A receiver is basically a pre/pro, amplifiers and a tuner in one box. This give you the advantage of simplicity, and in the ever changing world of HT we are currently in also gives the most up to date units as separates take longer to develop and come to market (don't ask why).
Going to separates (pre/processor, amplifiers and a tuner) allows each component several advantages.
They each get their own power supplies (one of the most important and frequently overlooked areas in HT)
They each are more isolated from each other.
They each can be changed independently of the other parts.
As for more bass, it depends. Certainly with separates you can get more power, which generally will give more, and more importantly, more accurate bass (with the same speakers assuming you did increase power or went to a much better amp.....), but that is not all you get. You also get a lot more clarity and detail. This does come at a price. You need extra cables, possible more dedicated outlets (if you haven't got any dedicated lines to your HT, then once you buy the home, GET SOME!!! They are the best bang for the buck you will ever spend on your system!) and more rack space.
As far as you living in a town house and worrying about power, I used to live in a condo and had my front speakers actively powered with three 200 wpc dual mono amps, the center and surrounds each were powered by one of the same amps. Yes, it would crank, but that is not the point. You can get volume easily. Buy efficient speakers and something that powers them and you are there. The increase in power I had and the active crossovers made the system so amazingly clean and clear that all the headaches were worth it.

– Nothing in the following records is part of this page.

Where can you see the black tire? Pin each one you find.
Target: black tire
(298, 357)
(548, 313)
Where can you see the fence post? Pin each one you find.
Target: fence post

Now in my current room, this system didn't do well, the room is open on one and a half walls and the added room volume wasn't handled well even with all that power....
FF a few years, and now I am using less power by superior manufacturers and getting much more dynamic, clean and lively sound than from the prior system in a bigger room.
I guess what I am trying to say is it's complicated.
Poor separates could sound worse than the better receivers, but good separates can always sound better than receivers, though the receiver market is really working to break that, they aren't quite there yet.